Using medium to grow tissue called enteroids —— the same tissue found in the crypts of the small intestine —— in a culture dish and observe the secretion of granules by Paneth cells when nutrients and intestinal microbial metabolites are added, we can see that Paneth cells secrete granules in response to certain short-chain fatty acids and amino acids. We have also confirmed that Paneth cells express nutrient receptors and transporters. We hope that, if we can use nutrients or foods to stimulate Paneth cells and induce the secretion of α‐defensins, it might be possible to use self-care to cultivate a body resistant to stress and thereby prevent depression and other diseases brought on by psychological factors. We believe that focusing on the activity of Paneth cells rather than tackling the microbiota directly is a new approach to regulating the intestinal microbiota.

Improving health through self-care focusing on intestinal microbiota

Intestinal microbiota affect homeostasis of the host, and Paneth cells also are affected by the intestinal microbiotat. Mice raised in an aseptic environment have underdeveloped Paneth cells. Diverse intestinal microbiota is required for Paneth cells to function fully.

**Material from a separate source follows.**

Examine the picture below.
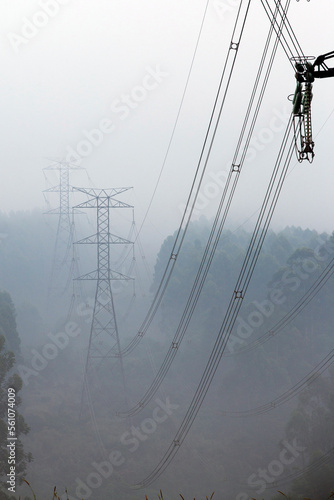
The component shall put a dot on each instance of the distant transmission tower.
(62, 257)
(104, 337)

In mice raised normally, the number of Paneth cells increases rapidly from the time immediately after weaning until reaching adulthood. After weaning, the intestinal microbiota becomes more diverse, and the period when the ideal composition of bacteria for the individual is established coincides with the period when the sharp rise in Paneth cell number occurs. Thus, Paneth cells also play an important role in the period determining the composition of our intestinal microbiota throughout our lives.

If this is the case, nutrition not only around the time of weaning but also from the time we are still in the mother’s womb might have some kinds of effects. As there is information to suggest that a pregnant mother’s being obese or underweight is correlated to the child’s future risk of disease, I am focusing on the development of Paneth cells during the fetal period and in infancy.

When investigating the quantity of α‐defensins in the intestine, we currently measure the quantity excreted in feces. We already established the human α‐defensin measurement method, so I believe that being able to test people’s α‐defensin levels as part of their medical examinations would make it possible to contribute to maintaining the health of people. In the near future, I would like to apply chromatography to facilitate measurement in people’s own homes. Once people can carry out tests to check conditions by themselves whether their intestinal microbiota is well-controlled and then improve their diet to suit their individual circumstances, they will be able to check for and prevent a variety of mental and physical illnesses. These include not only lifestyle-related diseases but also depression, other stress-related conditions, and disorders related to aging. With my research, I would like to enable people to take care of their health.